Knowledge of the epidemiology of invasive pneumococcal disease (IPD) will aid in planning the use of pneumococcal vaccines. A United Kingdom (UK)—based surveillance in England and Wales (1995–1997) of 11,528 individuals with IPD and a local enhanced surveillance in the Oxford (UK) area (1995–1999) have been analyzed. IPD has a high attack rate in children, with 37.1–48.1 cases per 100,000 infants <1 year old per year, and in older persons, with 21.2–36.2 cases per 100,000 persons >65 years old per year, for England, Wales, and Oxford. The 7-valent conjugate vaccine includes serotypes causing ⩽79% of IPD in children <5 years old, but only 66% in adults >65 years old. The data also indicate that IPD varies by serotype, age, and country, emphasizing that the epidemiology of IPD is heterogeneous and requires continued surveillance.

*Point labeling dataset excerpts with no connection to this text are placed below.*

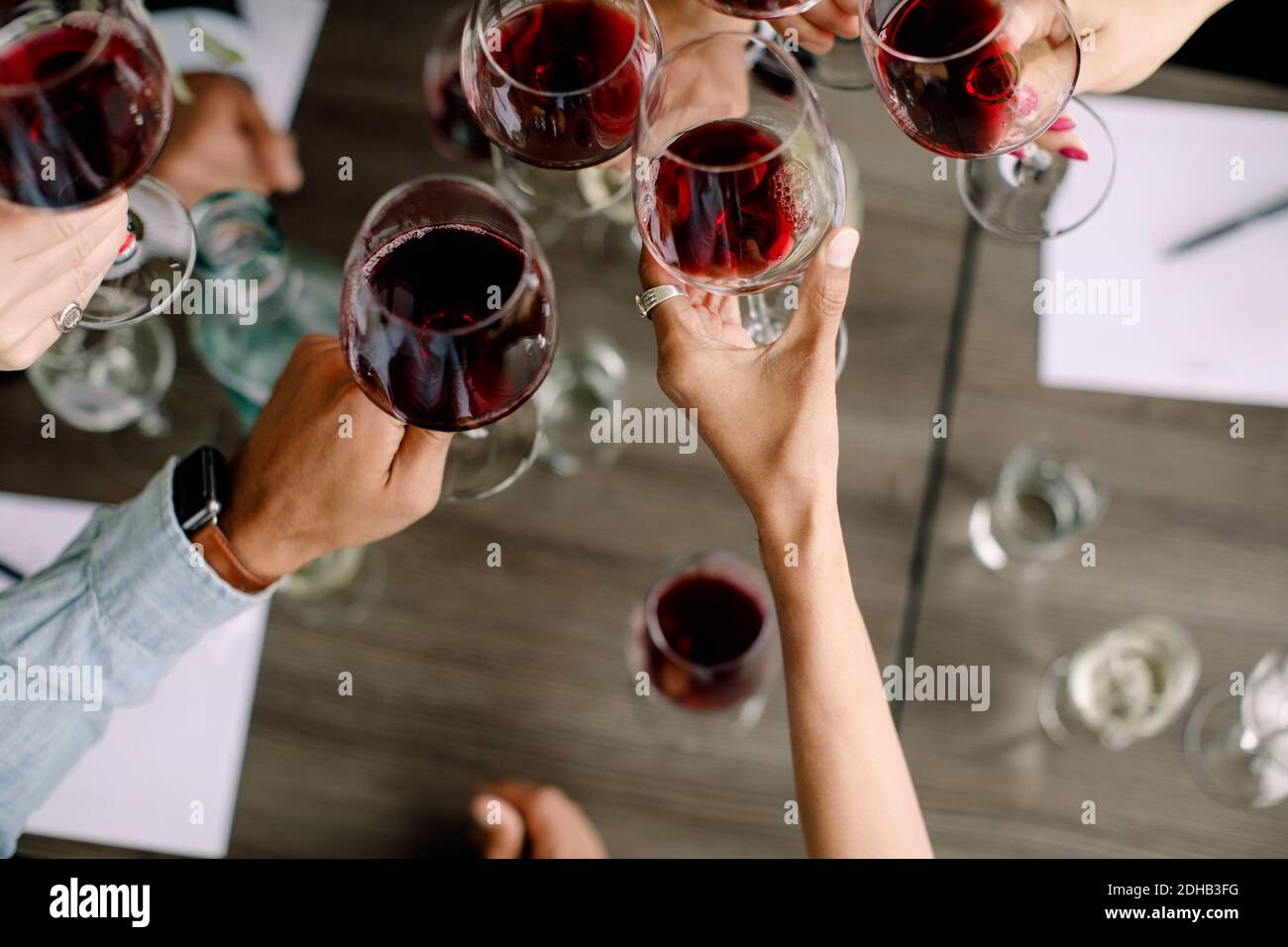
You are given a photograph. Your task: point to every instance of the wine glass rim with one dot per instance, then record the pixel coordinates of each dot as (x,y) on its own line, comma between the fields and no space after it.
(644,16)
(111,11)
(533,262)
(799,76)
(692,565)
(870,33)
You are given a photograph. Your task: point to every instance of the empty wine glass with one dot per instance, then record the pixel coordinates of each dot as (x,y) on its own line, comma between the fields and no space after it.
(1122,685)
(1236,745)
(449,322)
(85,107)
(703,648)
(738,178)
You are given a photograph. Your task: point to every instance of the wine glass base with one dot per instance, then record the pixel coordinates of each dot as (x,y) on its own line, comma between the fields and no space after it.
(1042,195)
(150,277)
(483,462)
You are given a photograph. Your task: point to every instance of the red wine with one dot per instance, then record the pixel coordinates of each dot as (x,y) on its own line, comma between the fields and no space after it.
(570,81)
(960,107)
(433,350)
(86,97)
(711,626)
(713,224)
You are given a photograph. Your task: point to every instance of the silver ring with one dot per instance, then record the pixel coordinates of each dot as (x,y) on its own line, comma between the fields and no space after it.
(648,300)
(68,318)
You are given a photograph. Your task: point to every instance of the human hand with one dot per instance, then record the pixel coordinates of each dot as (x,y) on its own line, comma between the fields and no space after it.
(222,142)
(50,260)
(768,414)
(300,489)
(510,813)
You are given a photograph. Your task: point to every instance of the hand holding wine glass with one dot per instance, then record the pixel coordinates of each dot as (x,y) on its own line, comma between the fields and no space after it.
(223,142)
(769,412)
(326,470)
(50,261)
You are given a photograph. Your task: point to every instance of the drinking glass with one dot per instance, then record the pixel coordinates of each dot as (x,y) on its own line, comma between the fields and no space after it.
(85,107)
(449,322)
(1122,685)
(1236,746)
(1044,500)
(557,82)
(704,642)
(737,180)
(982,80)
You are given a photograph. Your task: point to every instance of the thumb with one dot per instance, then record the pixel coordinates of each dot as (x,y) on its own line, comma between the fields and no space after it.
(823,292)
(500,826)
(275,150)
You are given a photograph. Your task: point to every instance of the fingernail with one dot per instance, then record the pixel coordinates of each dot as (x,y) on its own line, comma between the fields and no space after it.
(844,247)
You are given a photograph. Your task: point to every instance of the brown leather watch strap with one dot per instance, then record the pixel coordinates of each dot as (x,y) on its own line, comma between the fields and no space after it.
(220,557)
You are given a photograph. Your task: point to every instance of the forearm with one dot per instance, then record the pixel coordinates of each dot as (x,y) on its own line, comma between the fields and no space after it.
(854,789)
(107,620)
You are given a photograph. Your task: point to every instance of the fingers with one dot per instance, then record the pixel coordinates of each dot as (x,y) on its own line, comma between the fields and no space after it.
(823,294)
(832,17)
(670,318)
(275,150)
(811,38)
(557,825)
(500,825)
(33,231)
(69,277)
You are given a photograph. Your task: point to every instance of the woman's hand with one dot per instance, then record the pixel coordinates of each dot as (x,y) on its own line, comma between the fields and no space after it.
(50,260)
(768,414)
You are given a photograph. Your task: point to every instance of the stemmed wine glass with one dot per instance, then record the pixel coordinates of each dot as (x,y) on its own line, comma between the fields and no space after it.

Streptococcus pneumoniae is considered to be one of the most important causes of serious infections and death in children and adults in both developing and developed countries [1, 2]. Prevention of such disease and death is considered a high priority [3]. The emergence and spread of resistant pneumococcal strains have led to an emphasis on the prevention of pneumococcal disease by vaccination.

A 14-valent polysaccharide vaccine was licensed in 1977 in the United States, and by 1983 a 23-valent polysaccharide vaccine was licensed and is widely used. The efficacy of this vaccine in adults with predisposing factors to pneumococcal disease is still unclear [4, 5]. In addition, this vaccine is largely ineffective in children at maximum risk, which obviates its use in routine childhood immunization programs. The polysaccharide vaccine induces a T cell—independent antibody response that is shortlived in children younger than 2 years and does not result in immunologic memory [6]. The new polysaccharide-protein conjugate vaccines enable recruitment of T cell help, thereby enhancing immunogenicity and providing immunologic memory in infants [79]. Efficacy trials for these vaccines have been completed in the United States and Finland and are under way in Africa, Asia, South America, Australia, and Israel. The results from the United States and Finland show that these vaccines have low reactogenicity and are efficacious, with 97% efficacy against IPD and 73% efficacy against radiologically confirmed acute respiratory infections, but limited efficacy (6%–7%) against all episodes of clinically diagnosed acute otitis media (AOM) [1012]. Despite limited efficacy, the overall impact that these vaccines have on AOM will be significant in countries where the incidence of AOM is high and where there is a high proportion of more severe AOM requiring ventilatory tube (grommet) replacement (20% efficacy). In addition, conjugate vaccines provide protection against carriage of vaccine serotypes and may reduce the overall transmission of the pneumococcus (herd immunity) [1315].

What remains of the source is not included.